La rappeuse lâche tout ce qui lui pèse, impose son rythme à la musique et entraîne l’auditeur dans sa course. Elle sait qu’elle n’est pas la seule à avoir connu les « violences du système », et le récit de son propre parcours nourrit une parole qui ne sombre jamais dans l’abstraction. Keny Arkana multiplie les points de vue, varie les échelles et dresse le portrait d’un monde en mouvement qui n’épargne personne! D’où lui vient sa conscience politique, quelles sont ses actions sur le terrain ? Avec son flow percutant, Keny Arkana ratisse large: de Kokopelli à Rosa Parks, en passant par le sous-commandant Marcos, la « p’tite marseillaise » nous a fait part de ses coups de gueule, de ses coups de coeur. Retour aussi sur ses choix artistiques et l’énergie qui l’anime.
Hélène (Quinoa) : Comment a émergé ta conscience politique ?

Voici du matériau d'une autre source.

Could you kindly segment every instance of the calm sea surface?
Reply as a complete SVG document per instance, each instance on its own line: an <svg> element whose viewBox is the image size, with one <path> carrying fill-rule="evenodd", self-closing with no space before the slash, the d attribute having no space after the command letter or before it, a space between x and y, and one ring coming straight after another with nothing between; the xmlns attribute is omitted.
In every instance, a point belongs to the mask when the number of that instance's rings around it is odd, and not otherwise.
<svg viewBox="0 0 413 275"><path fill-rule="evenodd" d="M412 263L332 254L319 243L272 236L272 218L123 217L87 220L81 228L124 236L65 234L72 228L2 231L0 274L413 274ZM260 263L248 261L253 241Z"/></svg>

Keny Arkana : « Moi ce qui m’a toujours touché dans le rap, c’est le rap contestataire. Très jeune, même avant d’avoir une conscience politique, j’ai toujours écrit des textes anti-autorité, parce que j’étais en foyer, où je n’y ai connu que des autorités arbitraires. J’ai commencé à écrire très jeune, mais ma conscience politique, elle a émergé avec la crise en Argentine. Je suis d’origines argentines, donc peut-être que derrière, il y avait une quête identitaire inconsciente ? Mais j’ai vraiment voulu bien comprendre tout ce qui s’y était passé et par ce biais, j’ai une bonne lecture du système économique mondial… J’ai aussi beaucoup voyagé en mode « lutte » : en 2005, je suis allée voir les Zapatistes parce que c’était un mouvement qui me touchait. Je voulais voir de mes propres yeux ! J’ai rencontré le sous-commandant Marcos, j’ai aussi participé aux Forums sociaux à Porto Alegre, à Bamako… Énormément d’échanges, de rencontres. C’est un mélange de tout ça qui fait qu’aujourd’hui j’ai une petite conscience de ce qui se passe autour de nous !
Le nouvel album de Keny Arkana s’intitule « Tout tourne autour du Soleil » (Because) et sort le 7/12. La chanteuse sera également en concert à l’AB, le 8/03.
Sur le terrain, j’ai commencé à Marseille en 2004 avec les Assemblées Populaires. Cela a permis à plein de gens, de milieux différents, d’échanger ! C’était très positif aussi pour l’aspect générationnel : des personnes qui avaient vécu la seconde guerre mondiale sont venus nous parler. En 2007, on a repris ce concept et on a fait des Assemblées populaires dans toute la France, ainsi qu’en Belgique et en Suisse. A l’époque, je recevais énormément de message de gens qui me disaient : « j’ai envie de faire des choses, mais je ne connais personne… Comment m’y prendre ? » Ces forums ont permis à tous ces gens de se rencontrer, de parler de leur problématiques locales. Certaines ont continué pendant plusieurs mois. Cela a fait plein de connexions, de mises en réseau, qui on débouché sur d’autres projets annexe. Ces dernières années, j’ai aussi participé à des projets d’éco-village, dans le sens « on va récupérer la terre, autonomie ! » L’idée était de partager l’espace pour créer de nouvelles choses ! »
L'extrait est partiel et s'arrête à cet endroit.